Solorzano was among a dozen supporters of the independent union fired by Reyes earlier this spring. He's filed legal motions to return to his job.
When workers demanded that the company recognize their independent union last June, Han Young's owner, Young Lee, informed them that the plant already had a contract with another union, closely allied to Tijuana's political establishment.
Such agreements, arrangements of mutual convenience between government-affiliated unions, foreign owners and the government itself, are commonly called "protection contracts" and prevail at thousands of plants and factories across Mexico. "The government basically uses these labor federations to get votes during elections," says Jesus Campos Linas, a leading Mexican labor lawyer. "Companies make hefty regular payments to union leaders under these contracts and, in return, get labor peace."
Last summer, Han Young workers formally petitioned Tijuana's labor board for the right to form their own union, and joined one of Mexico's national independent unions, the Union of Workers in the Metal, Steel, Iron and Connected Industries.
In October, they forced the labor board to hold an election, marred by accusations that the company brought in ineligible voters. The independent union won nevertheless. The U.S. Department of Labor's National Administrative Office, charged with hearing complaints under the labor side agreement of the North American Free Trade Agreement, concluded last month that the Mexican government had permitted gross irregularities.

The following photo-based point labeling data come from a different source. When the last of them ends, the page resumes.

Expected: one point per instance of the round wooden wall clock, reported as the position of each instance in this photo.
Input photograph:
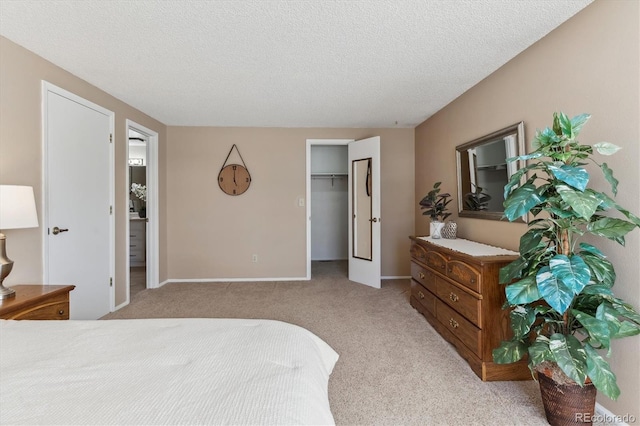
(234, 179)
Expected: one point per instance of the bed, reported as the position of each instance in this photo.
(163, 371)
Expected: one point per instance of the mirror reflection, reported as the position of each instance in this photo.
(483, 171)
(362, 208)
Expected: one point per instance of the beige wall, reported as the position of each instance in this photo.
(589, 64)
(21, 74)
(212, 235)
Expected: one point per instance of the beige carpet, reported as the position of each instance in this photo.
(394, 369)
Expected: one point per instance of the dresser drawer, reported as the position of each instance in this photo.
(424, 277)
(418, 252)
(426, 299)
(464, 303)
(465, 275)
(436, 261)
(55, 308)
(468, 333)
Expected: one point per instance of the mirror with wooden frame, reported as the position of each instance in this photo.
(483, 171)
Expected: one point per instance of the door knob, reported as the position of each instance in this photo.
(57, 230)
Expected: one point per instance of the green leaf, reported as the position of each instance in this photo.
(592, 249)
(606, 148)
(608, 174)
(571, 271)
(578, 121)
(512, 270)
(555, 292)
(598, 290)
(570, 356)
(521, 201)
(543, 138)
(509, 352)
(539, 351)
(530, 240)
(521, 321)
(600, 373)
(523, 291)
(561, 213)
(610, 228)
(627, 328)
(601, 268)
(583, 203)
(627, 311)
(598, 329)
(576, 177)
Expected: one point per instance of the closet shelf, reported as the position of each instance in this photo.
(331, 176)
(328, 175)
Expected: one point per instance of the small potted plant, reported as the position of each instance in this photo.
(563, 309)
(434, 205)
(140, 191)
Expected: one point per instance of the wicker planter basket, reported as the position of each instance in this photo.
(567, 404)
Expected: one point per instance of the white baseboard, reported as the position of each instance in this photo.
(226, 280)
(602, 415)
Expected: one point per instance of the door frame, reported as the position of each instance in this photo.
(46, 88)
(311, 142)
(152, 255)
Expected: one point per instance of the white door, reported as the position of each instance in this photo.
(364, 211)
(78, 193)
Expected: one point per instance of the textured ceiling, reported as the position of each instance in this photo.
(314, 63)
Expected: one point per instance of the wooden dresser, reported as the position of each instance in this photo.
(37, 302)
(460, 296)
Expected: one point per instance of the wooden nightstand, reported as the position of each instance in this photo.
(37, 302)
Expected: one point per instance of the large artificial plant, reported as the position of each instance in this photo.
(563, 310)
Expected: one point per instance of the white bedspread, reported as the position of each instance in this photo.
(163, 371)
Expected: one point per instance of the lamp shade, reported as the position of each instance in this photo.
(17, 207)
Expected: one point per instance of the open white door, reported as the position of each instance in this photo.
(364, 211)
(78, 182)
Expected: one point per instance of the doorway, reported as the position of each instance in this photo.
(329, 208)
(142, 209)
(363, 157)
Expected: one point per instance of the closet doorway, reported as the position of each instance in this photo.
(329, 208)
(142, 209)
(363, 234)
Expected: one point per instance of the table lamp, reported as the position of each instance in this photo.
(17, 210)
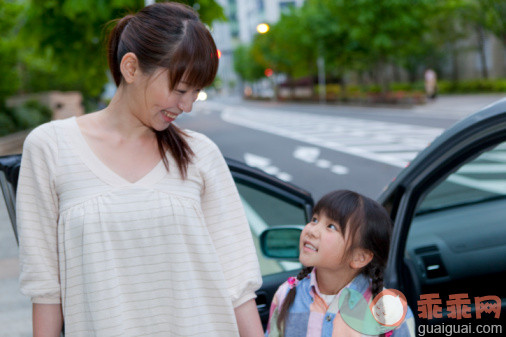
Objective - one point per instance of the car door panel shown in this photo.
(268, 202)
(459, 248)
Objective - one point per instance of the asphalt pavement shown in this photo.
(15, 309)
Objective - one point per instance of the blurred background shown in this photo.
(53, 62)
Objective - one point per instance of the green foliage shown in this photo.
(10, 14)
(23, 117)
(246, 66)
(61, 44)
(472, 86)
(494, 17)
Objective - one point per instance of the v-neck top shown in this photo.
(97, 166)
(159, 257)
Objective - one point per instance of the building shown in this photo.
(243, 18)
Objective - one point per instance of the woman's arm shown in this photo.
(248, 320)
(47, 320)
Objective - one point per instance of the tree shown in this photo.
(10, 12)
(245, 66)
(495, 17)
(65, 41)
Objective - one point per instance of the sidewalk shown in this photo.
(15, 309)
(456, 105)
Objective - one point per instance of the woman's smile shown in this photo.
(169, 116)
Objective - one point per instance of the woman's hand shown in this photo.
(47, 320)
(248, 320)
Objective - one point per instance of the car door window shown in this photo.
(264, 209)
(457, 239)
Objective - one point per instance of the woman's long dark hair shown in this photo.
(171, 36)
(369, 227)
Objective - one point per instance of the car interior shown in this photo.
(457, 239)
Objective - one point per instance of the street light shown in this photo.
(263, 28)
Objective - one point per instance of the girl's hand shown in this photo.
(248, 320)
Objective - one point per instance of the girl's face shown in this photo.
(160, 105)
(322, 244)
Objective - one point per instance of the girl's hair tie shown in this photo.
(292, 282)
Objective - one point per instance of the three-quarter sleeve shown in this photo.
(37, 217)
(227, 224)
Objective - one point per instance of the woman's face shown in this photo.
(159, 106)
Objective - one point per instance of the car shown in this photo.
(448, 207)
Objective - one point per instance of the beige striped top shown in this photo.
(159, 257)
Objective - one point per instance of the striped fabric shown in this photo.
(311, 316)
(159, 257)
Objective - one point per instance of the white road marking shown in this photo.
(264, 164)
(307, 154)
(338, 169)
(364, 138)
(323, 163)
(390, 143)
(256, 161)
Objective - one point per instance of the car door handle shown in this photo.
(261, 302)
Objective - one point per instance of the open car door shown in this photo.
(270, 202)
(449, 240)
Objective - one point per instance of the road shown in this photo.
(319, 148)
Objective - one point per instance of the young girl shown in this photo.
(344, 246)
(128, 225)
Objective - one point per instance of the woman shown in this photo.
(128, 225)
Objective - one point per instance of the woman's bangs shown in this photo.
(195, 64)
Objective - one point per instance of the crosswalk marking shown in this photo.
(390, 143)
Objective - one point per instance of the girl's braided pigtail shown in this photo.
(376, 275)
(290, 297)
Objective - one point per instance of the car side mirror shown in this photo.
(281, 242)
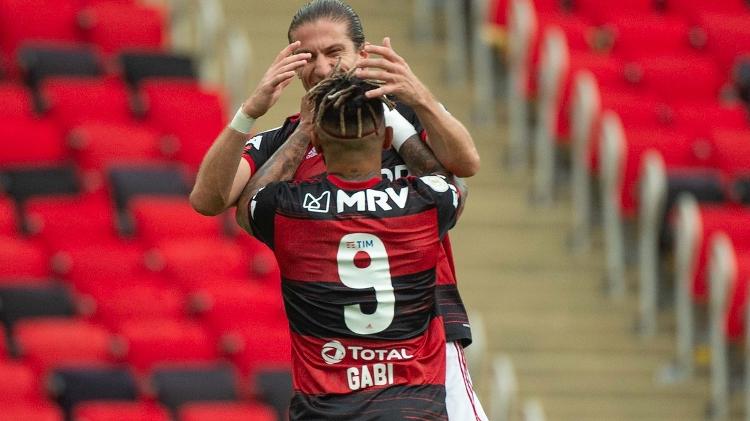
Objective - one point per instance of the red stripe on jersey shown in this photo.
(411, 242)
(340, 366)
(311, 166)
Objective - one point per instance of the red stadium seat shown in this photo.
(732, 151)
(101, 263)
(167, 98)
(251, 411)
(737, 293)
(680, 79)
(22, 258)
(136, 301)
(635, 36)
(20, 384)
(16, 100)
(676, 148)
(35, 20)
(99, 145)
(8, 223)
(74, 101)
(260, 347)
(703, 117)
(191, 264)
(730, 219)
(727, 37)
(55, 342)
(170, 218)
(693, 9)
(116, 26)
(65, 222)
(601, 12)
(263, 265)
(226, 308)
(18, 134)
(4, 351)
(120, 411)
(30, 412)
(165, 341)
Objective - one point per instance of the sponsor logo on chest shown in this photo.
(371, 200)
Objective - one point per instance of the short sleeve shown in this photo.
(262, 209)
(445, 196)
(259, 148)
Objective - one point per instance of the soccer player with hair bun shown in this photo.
(358, 254)
(325, 35)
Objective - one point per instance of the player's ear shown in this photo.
(362, 53)
(388, 138)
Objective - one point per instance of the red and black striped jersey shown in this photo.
(358, 268)
(261, 147)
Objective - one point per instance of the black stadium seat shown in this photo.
(141, 65)
(176, 386)
(21, 301)
(70, 386)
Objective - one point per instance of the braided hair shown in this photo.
(341, 108)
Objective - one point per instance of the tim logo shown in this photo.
(317, 204)
(333, 352)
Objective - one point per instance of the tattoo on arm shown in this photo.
(419, 158)
(280, 167)
(421, 161)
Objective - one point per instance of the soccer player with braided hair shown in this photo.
(325, 34)
(358, 255)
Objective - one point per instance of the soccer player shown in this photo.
(324, 34)
(358, 255)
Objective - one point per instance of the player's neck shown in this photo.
(354, 170)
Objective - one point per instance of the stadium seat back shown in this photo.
(71, 386)
(119, 411)
(19, 302)
(145, 65)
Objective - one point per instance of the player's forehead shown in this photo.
(322, 34)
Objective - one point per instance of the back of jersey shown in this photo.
(358, 278)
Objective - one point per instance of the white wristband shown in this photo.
(242, 122)
(402, 129)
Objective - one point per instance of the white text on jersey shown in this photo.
(371, 200)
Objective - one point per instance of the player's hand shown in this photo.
(394, 71)
(278, 76)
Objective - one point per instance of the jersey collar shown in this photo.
(353, 185)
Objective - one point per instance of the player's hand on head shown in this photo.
(278, 76)
(307, 113)
(395, 73)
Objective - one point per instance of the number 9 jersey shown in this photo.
(358, 265)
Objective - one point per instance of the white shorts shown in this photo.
(460, 400)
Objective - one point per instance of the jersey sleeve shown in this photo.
(445, 196)
(262, 211)
(259, 148)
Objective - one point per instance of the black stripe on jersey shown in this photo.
(317, 308)
(419, 199)
(452, 309)
(397, 403)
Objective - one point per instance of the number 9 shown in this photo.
(376, 275)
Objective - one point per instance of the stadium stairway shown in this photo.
(572, 347)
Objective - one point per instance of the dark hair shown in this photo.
(335, 11)
(341, 108)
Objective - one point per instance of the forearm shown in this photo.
(419, 159)
(211, 194)
(448, 138)
(280, 167)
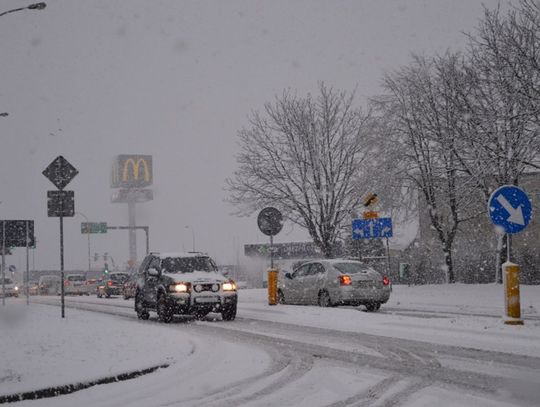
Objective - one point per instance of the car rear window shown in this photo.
(119, 277)
(187, 264)
(352, 268)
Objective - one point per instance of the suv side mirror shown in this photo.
(153, 272)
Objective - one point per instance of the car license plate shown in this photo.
(206, 300)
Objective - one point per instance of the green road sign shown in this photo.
(93, 227)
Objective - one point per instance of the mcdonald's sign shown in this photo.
(131, 171)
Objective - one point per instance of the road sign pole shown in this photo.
(271, 252)
(62, 259)
(3, 263)
(27, 284)
(387, 257)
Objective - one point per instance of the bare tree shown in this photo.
(423, 118)
(304, 155)
(502, 141)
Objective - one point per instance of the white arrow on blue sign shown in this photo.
(510, 208)
(371, 228)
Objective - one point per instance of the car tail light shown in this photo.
(345, 280)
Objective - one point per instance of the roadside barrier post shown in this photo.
(272, 286)
(511, 294)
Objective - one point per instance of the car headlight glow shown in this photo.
(229, 286)
(179, 288)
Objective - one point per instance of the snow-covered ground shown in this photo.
(39, 349)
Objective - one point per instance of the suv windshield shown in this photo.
(119, 278)
(187, 264)
(352, 268)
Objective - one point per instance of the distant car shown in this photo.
(49, 285)
(33, 288)
(130, 287)
(10, 287)
(75, 284)
(335, 282)
(92, 284)
(112, 284)
(185, 284)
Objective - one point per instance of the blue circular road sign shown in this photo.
(510, 208)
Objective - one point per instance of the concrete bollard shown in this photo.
(511, 294)
(272, 286)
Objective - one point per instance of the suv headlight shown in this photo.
(179, 287)
(229, 286)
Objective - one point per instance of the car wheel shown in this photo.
(373, 306)
(142, 312)
(229, 313)
(200, 315)
(324, 299)
(164, 311)
(281, 297)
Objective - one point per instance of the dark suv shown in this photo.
(183, 283)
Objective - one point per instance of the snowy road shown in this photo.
(337, 362)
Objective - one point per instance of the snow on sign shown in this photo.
(510, 208)
(60, 172)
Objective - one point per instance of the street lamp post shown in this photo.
(35, 6)
(88, 236)
(192, 236)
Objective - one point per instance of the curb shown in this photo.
(71, 388)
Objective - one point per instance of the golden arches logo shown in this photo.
(135, 166)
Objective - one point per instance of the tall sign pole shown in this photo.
(270, 222)
(14, 233)
(27, 282)
(131, 175)
(510, 210)
(3, 263)
(61, 203)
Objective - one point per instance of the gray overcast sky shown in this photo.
(176, 79)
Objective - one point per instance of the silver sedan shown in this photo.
(335, 282)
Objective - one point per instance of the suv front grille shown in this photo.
(199, 288)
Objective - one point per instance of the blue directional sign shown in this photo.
(510, 208)
(371, 228)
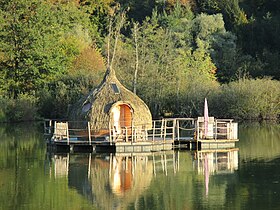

The labor board refused to recognize the election results, but further work stoppages and a hunger strike forced a second election in December, with the same result. The labor board finally granted recognition and bargaining rights to the independent union, but Han Young refused to bargain, claiming that another, government-affiliated union had asserted jurisdiction over the plant. The Han Young workers answered by going on strike.
On May 27, the labor board staged yet another election. This time, 52 workers voted to continue the strike, and 64 voted against it - a total of 118 votes cast.
The board also ruled the strike was "nonexistent" because the strike flags were put up 15 minutes too early. It then took out a full-page advertisement in Tijuana's leading newspaper to announce its decision.
Hernandez and union attorney Jose Penaflor, however, alleged that most of those voting against the strike had been hired after the union gave its strike notice, or had never worked at the company at all. "They were recruiting voters at the flea market the day before the election," Hernandez charges, adding that there were never 118 workers at the factory.
On Friday, May 29, the board held a second election, in front of the plant. This time the vote swung back in favor of the independent union, 74-65. Still, no one was asked to provide proof of his employment status.
The irregularities proved to be too much for Judge Maria Lourdes Villagomez Guillon of the federal 5th District Court. Hours after the voting concluded, Villagomez suspended all of the board's actions against the strike and the independent union, and set a June 18 date to hear evidence on the issues. Meanwhile, the strike continues. Han Young plant manager Pablo Kang says the company lost $40,000 during the strike's first week.